Ciò che sta accadendo a Hong Kong, come ciò che sta accadendo in Iran, dove siamo arrivati alle minacce di morte delle autorità nei confronti dei cittadini che manifestano contro il rincaro della benzina, ci riguarda da vicino. Riguarda la nostra visione del mondo, la nostra concezione della democrazia, il nostro futuro. Riguarda la nostra passione civile e il nostro bisogno di prenderci cura del prossimo, della sua dignità, dei suoi diritti.
A Hong Kong è probabile che la folla abbia esagerato, che gli studenti universitari siano andati al di là del lecito e che ci sia un clima che la piazza non ha contribuito certo a svelenire.
Fatto sta che la reazione di Pechino è eccessiva, smodata, autoritaria, una reazione che ci interroga sul nostro futuro. Perché se l’avvenire è caratterizzato da repressione, imposizioni dall’alto e governi fantoccio, come quello dell’indefinibile Carrie Lam, significa che è il modello occidentale a essere in discussione, l’idea stessa di democrazia liberale, il rispetto dei diritti umani, della libertà di parola e d’espressione, la critica al potere e la possibilità di compierla in sicurezza. Se questi princìpi basilari del nostro vivere civile vengono meno, non sarà possibile tornare indietro, in quanto una vecchia regola dell’economia stabilisce che la moneta cattiva scaccia la moneta buona e che, una volta avvelenati i pozzi e introdotte modalità di governo anti-democratiche, la democrazia sembrerà agli occhi di molti un sistema fragile, inadeguato, incapace di far fronte alle sfide globali che questo secolo ci pone davanti.

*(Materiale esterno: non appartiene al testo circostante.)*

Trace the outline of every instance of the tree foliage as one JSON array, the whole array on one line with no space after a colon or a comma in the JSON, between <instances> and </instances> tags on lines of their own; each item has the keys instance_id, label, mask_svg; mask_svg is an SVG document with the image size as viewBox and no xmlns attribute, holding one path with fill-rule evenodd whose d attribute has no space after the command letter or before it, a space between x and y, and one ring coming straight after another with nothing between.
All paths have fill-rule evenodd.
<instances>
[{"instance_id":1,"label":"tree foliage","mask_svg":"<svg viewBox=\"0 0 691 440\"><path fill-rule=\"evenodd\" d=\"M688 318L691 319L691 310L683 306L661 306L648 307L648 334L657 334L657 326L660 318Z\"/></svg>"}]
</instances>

Hong Kong, pertanto, dev’essere seguita e raccontata passo per passo, giorno dopo giorno, in maniera chiara e approfondita, concentrandosi non solo su ciò che accade a livello locale ma sulle ricadute che ogni singola vicenda ha, o potrebbe avere, su di noi.
Se Pechino dovesse trionfare, imponendo con la forza bruta la propria distruzione della dignità umana, la stessa America, nel bene e nel male, ci apparirebbe lontana anni luce, soprattutto se guardiamo all’America di Roosevelt e di Kennedy, antitetica al paese arrogante e isolazionista che il trumpismo sta plasmando a sua immagine e somiglianza nonostante la formidabile opposizione di una sinistra, che almeno da quelle parti, esiste, resiste e si manifesta nelle forme migliori.
Hong Kong è lo spartiacque della modernità, il simbolo della rinascita del modello democratico o il punto di non ritorno del medesimo. Al termine di questo scontro senza esclusione di colpi e senza la possibilità che entrambi i contendenti rimangano in piedi, infatti, sapremo cosa ci aspetta. E poiché è impossibile che un universo minuscolo possa sconfiggere un gigante in espansione, è evidente che o l’Occidente assume un’iniziativa immediata e capillare o rischia di essere travolto, nelle sue prospettive e nelle sue effimere certezze.
Hong Kong è imprescindibile: è in gioco la nostra vita, la nostra frontiera, l’esistenza stessa dei nostri ideali. Non c’è nulla di più vicino e decisivo di una carneficina che potrebbe seppellire quel microcosmo in rivolta ma, soprattutto, noi che assistiamo indifferenti a una questione di cui, evidentemente, non comprendiamo fino in fondo l’importanza.